Though AES-256 encryption  is generally considered best-in-class, its use throughout India's telecom stack stays inconsistent. All sensitive customer data both in transit and at rest should be encrypted using AES-256 (or equivalent), and regulators should call for periodic key rotation under supervised key-management systems. These criteria must be applied to network-element logs, backup repositories, and CDR archive systems. Under the DPB's supervision, certifying organizations may hold yearly encryption-compliance evaluations to guarantee that cryptographic protections stay consistent against changing decryption methods.  

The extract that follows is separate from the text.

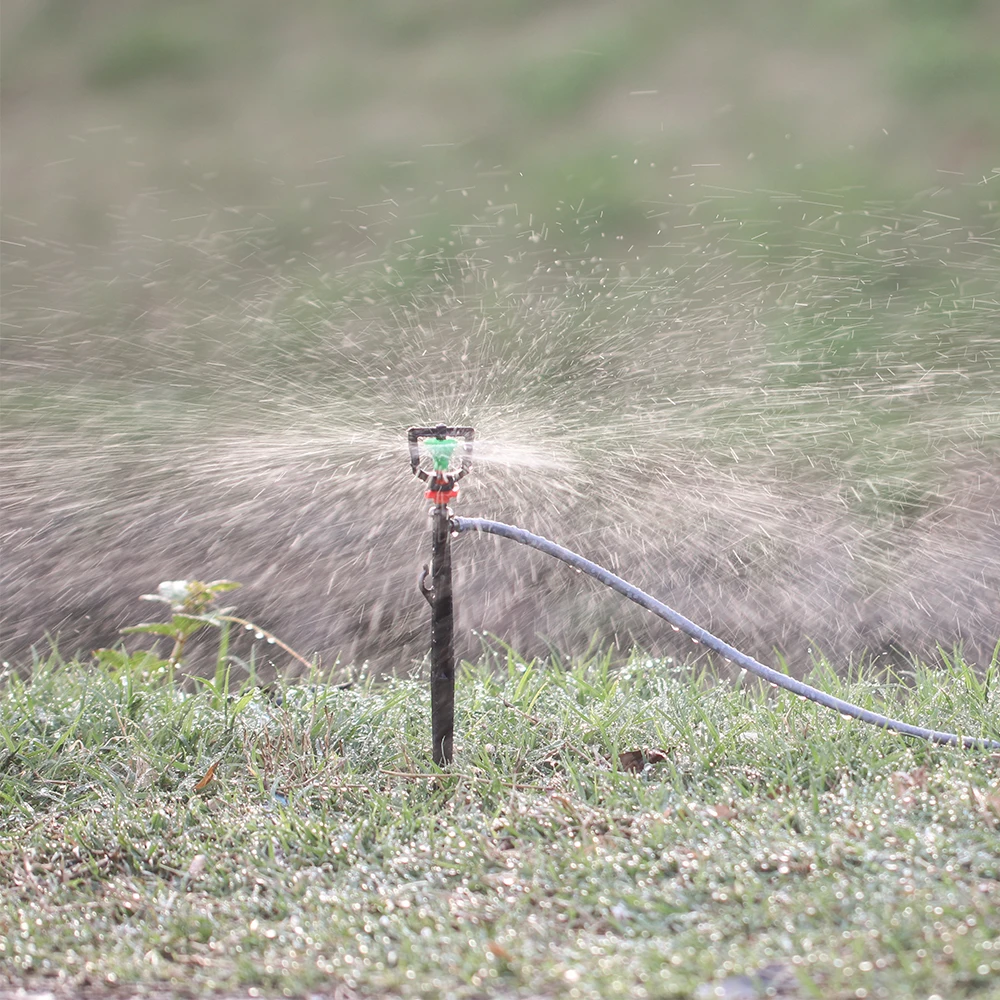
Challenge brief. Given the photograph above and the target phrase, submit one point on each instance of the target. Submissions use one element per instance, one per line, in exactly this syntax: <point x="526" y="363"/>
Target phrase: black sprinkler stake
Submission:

Set Aside Cybersecurity Funds  : 

Without sufficient resources, technology by itself cannot ensure security. TSPs should be required to set aside at least 2% of annual revenue for cybersecurity activities including infrastructure modernization, threat intelligence subscriptions, red-team exercises, and staff training. Subject to audit by internal compliance teams and regulator-appointed assessors, this allocation should be shown as a distinct line item in financial statements. A ringfenced budget will guarantee continuous investment in tools and talent and will stop cost-cutting cycles from deprioritizing cybersecurity.  

The Execution Plan :   

These steps taken together will change India's telecom security system from a reactive, fragmented one to a strong, unified one. While improved encryption and committed budgets support technical strength, the DPB and license-based "security by design" mandate's quick operationalization addresses institutional gaps. Judicial clarity will finish the cycle by establishing clear criteria. Adopting this multi-pronged strategy will help India's telecom industry to negotiate the complexity of digital transformation, protect subscriber privacy, and conform with world best practices—thereby ensuring its role as a reliable enabler of the digital future of the country.